Lenore laughed. “I guess I know what you mean. I had this one lady come in last week and she said, ‘Now a couple of weeks ago that nice girl who works here fixed me up a small package of stew beef, just right, good and lean.' I felt like saying, ‘yeah, what'd she look like? I'll see if I can find her in the back room.'”

“Least she noticed you was a girl . . . both times.”

Lenore clutched more than was probably necessary, wondering if Sabrina thought her masculine, wondering if Sabrina had ever thought she was gay.

Shortly after that Lenore said she'd better go. Sabrina said she ought to put Eli to bed, but she'd come out and talk some more if Lenore would wait. Another time, Lenore had said, now that she knew where Sabrina lived, she'd come again. She was strongly aware of not wanting to be sitting there on that porch alone, white, and maybe Sabrina's folks would be coming home.

She stretched again, closed her eyes, and tried to picture Sabrina's face. It didn't come easy. In fact, it didn't come at all. She consciously tried to construct it. A rounded face. Eli's flashed for a moment. Did he look like her? She hadn't noticed. She tried to get a sense of the exact color of Sabrina's skin, how black it was?
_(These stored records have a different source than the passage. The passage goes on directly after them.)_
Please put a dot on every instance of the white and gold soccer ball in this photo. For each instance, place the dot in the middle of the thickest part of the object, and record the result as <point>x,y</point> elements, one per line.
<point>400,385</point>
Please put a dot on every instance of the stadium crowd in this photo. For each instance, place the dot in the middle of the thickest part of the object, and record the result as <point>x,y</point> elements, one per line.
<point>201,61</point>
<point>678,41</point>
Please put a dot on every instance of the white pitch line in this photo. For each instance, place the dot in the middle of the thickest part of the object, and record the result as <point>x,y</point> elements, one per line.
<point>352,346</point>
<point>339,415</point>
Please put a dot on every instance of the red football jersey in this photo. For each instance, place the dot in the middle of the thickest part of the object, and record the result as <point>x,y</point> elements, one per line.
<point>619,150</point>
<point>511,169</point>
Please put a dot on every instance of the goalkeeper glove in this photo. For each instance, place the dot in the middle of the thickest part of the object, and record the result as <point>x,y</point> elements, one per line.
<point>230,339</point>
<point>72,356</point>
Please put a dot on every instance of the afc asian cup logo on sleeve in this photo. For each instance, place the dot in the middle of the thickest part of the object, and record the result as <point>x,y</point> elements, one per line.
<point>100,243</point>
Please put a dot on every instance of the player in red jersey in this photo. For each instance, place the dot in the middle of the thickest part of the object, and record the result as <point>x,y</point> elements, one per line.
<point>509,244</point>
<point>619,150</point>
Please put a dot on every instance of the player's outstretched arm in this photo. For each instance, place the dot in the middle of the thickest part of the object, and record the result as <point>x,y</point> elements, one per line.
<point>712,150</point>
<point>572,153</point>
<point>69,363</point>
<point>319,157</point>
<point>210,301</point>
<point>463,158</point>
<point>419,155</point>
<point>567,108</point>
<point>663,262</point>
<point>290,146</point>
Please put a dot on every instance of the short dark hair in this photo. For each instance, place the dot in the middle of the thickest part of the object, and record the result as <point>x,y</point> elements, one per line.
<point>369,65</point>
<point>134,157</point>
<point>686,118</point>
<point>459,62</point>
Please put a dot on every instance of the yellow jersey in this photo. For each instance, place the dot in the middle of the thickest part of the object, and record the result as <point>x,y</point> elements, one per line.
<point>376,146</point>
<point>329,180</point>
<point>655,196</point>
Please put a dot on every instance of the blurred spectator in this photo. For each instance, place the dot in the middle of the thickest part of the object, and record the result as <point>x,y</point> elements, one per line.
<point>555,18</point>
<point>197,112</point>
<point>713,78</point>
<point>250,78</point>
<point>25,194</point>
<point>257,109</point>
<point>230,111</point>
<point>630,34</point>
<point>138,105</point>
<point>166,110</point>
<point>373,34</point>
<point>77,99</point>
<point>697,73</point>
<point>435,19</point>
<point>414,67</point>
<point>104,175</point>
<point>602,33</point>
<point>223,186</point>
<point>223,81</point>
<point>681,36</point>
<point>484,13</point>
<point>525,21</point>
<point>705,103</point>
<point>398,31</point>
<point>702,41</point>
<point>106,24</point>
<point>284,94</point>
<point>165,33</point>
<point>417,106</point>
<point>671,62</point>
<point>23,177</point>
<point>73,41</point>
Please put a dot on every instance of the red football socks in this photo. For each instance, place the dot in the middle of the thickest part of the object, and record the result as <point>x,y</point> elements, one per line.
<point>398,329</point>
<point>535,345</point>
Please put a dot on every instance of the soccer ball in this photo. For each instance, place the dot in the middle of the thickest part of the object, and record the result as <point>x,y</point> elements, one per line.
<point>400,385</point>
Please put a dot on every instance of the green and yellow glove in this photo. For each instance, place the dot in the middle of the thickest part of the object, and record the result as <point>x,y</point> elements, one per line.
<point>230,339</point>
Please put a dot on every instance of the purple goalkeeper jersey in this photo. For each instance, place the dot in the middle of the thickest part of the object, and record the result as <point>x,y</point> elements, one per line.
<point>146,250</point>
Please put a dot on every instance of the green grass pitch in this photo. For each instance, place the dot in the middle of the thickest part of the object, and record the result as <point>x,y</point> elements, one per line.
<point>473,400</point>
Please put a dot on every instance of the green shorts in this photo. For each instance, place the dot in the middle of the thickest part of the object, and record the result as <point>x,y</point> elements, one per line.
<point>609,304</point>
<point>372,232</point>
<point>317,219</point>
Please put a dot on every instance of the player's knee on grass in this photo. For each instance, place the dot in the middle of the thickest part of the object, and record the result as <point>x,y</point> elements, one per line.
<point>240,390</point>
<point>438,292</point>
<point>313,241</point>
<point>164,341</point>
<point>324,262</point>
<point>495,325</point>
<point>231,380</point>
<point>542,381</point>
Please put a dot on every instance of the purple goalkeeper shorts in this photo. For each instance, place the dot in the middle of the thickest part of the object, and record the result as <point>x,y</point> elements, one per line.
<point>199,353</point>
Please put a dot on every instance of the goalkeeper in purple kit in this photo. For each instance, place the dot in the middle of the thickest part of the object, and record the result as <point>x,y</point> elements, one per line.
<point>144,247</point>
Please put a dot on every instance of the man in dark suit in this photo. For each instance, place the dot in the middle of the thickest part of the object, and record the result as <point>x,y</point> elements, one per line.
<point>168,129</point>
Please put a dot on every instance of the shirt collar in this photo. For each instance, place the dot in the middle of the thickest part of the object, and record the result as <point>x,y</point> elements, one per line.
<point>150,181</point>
How brown? How did black and brown merge? She could picture Betsy's cheeks, high red after lovemaking, even when she had a tan. She could call up those colors and see them vividly in her mind, whereas, it was as if her brain cells had never been notified of the existence of the dark tones. And now, when she needed them, she wasn't sure how to get them. What she could see was Sabrina's hands, long-fingered like her father's. She could see the line where the darker backs of her hands turned to the lighter skin of the palms. Also, she could see her eyes, the careful looking at you that she did, and the dark brown centers. She promised herself the
next time she saw Sabrina, she'd try to get her down better in her memory. She felt ashamed for not having paid more attention to dark colors before. She wondered if others experienced this. It wasn't the type of thing she'd ever heard anyone talk about.